Segundo Charlotte, hoje cineasta e desde 2012 morando no Brasil, os pais adotivos nunca esconderam que ela não era filha biológica do casal, mas não revelavam as circunstâncias da adoção e diziam que não tinham documentos. Aos 14 anos, no entanto, ela encontrou no escritório do pai uma pasta com documentos que revelavam a origem brasileira.

“No meu caso, entendo que foi forjada a documentação. A empregada foi  obrigada a me levar e entregar a uma família”, disse Charlotte à CPI. Com a documentação, descobriu que pode ter um irmão gêmeo, também levado para França, mas adotado por outra família. Ela contou que conviveu com ele sem saber do grau de parentesco por um período, mas como os pais adotivos dela e do irmão se desentenderam, eles foram separados definitivamente.

Há quase dois anos vivendo no Brasil, Charlotte decidiu encontrar seus pais e reescrever sua história. Com a certidão nascimento, foi em busca da mãe. Contudo, ao chegar à casa de Maria das Dores Pinto da Mota descobriu que ela não é sua mãe, como consta no documento. Procurou a patroa da doméstica, Guiomar Morcelli, dona do orfanato onde ela foi abrigada antes da adoção.

Em reportagem do Jornal da Record, Charlotte vai a casa de Guiomar e fala com o marido dela Franco Morcelli, que fica com as perguntas da cineasta. Diante da dificuldade em obter informações, o presidente da CPI, deputado Arnaldo Jordy (PPS-PA), propôs a convocação dos dois e de mais seis pessoas envolvidas no processo de adoção.

“Todos os indicativos a partir do depoimento dessa moça é que ela foi vítima, provavelmente com outras tantas crianças, de tráfico internacional. Foi sequestrada quando bebê por uma articulação legal de adoção, leva para França por uma agenciadora dona de um orfanato”, disse o deputado.

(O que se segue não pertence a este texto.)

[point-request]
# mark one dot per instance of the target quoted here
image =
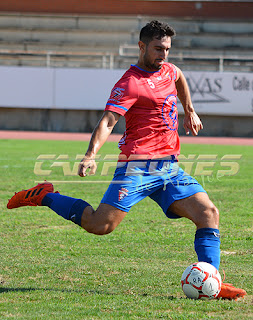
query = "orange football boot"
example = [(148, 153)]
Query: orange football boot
[(228, 291), (30, 197)]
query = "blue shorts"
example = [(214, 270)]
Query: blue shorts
[(161, 180)]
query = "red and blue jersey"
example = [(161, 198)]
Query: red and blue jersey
[(148, 101)]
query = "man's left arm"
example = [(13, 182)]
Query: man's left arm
[(192, 121)]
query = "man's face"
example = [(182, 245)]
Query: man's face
[(155, 53)]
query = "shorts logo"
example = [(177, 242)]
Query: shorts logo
[(123, 192), (117, 94)]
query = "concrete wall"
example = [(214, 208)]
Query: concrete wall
[(86, 120), (221, 9)]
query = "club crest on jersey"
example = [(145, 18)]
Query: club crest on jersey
[(123, 192), (168, 75), (117, 94)]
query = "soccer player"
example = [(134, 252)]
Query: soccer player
[(146, 96)]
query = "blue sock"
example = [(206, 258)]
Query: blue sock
[(67, 207), (207, 246)]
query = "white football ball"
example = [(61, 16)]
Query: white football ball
[(201, 280)]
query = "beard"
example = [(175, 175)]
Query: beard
[(151, 65)]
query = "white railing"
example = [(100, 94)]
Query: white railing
[(108, 60), (132, 51)]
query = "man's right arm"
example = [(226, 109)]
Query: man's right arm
[(98, 138)]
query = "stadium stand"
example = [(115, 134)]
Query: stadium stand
[(110, 41)]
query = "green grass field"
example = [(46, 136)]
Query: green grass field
[(52, 269)]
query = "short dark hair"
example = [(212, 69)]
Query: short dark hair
[(156, 29)]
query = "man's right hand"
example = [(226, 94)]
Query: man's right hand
[(87, 163)]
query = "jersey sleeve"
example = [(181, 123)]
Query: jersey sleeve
[(123, 95), (173, 72)]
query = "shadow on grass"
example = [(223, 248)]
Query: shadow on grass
[(35, 289), (99, 292)]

“Desde que descobri essa pasta, tinha 14 anos, já são 12 anos que estou atrás disso, então não vou desistir. Eu sei que aqui no Brasil tem pessoas que sabem quem é a minha mãe e quem é o meu pai. Enquanto essas pessoas estiverem vivas eu não vou desistir. Elas têm que falar”, disse Charlotte.

“Espero que com o apoio da CPI, as coisas possam ir andar mais rapidamente e se resolver. Isso que espero. Tenho esperança, sempre tive esperança, sempre tive fé. Acho que vou achar minha família de um jeito ou de outro. Tenho fé nisso. Sou otimista sempre”.

Após a denúncias do Jornal da Record, a Defensoria Pública da União pediu que a Polícia Federal investigue o caso. “Agora, a gente já desarquivou uma investigação da Polícia Federal ocorrida entre 1992 e 1999 no caso de duas crianças, dois meninos, levados exatamente como eu”, disse a cineasta.

Com a abertura das investigações, foi pedido o exame de DNA de Rafael Morcelli, filho de Guiomar.  Segundo Charlotte, há a suspeita que o filho da dona da orfanato tenha tido um filho com a empregada da família. “A dona Marisa [que trabalhou na casa dos Morcelli] falou que eu seria filha de uma empregada com Franco Morcelli. Mas depois fiz umas investigações, vi fotos dos filhos do Ricardo [filho de Franco] e penso que pareço muito mais com ele. Mas são todas suposições. Quero fazer esse DNA para chegar mais perto da verdade”, disse.

A CPI tem até 30 de abril, quando se encerra o prazo de funcionamento da comissão, para investigar o caso. “Acredito que vai dar tempo [de investigar]. São oito convocados, talvez possamos ir na semana que vem a São Paulo. O caso já tem indícios suficientes e já está sendo investigado pela Polícia Federal. Creio que dará tempo de esclarecer o suficiente e indiciarmos as pessoas que consideramos responsáveis”, disse Jordy.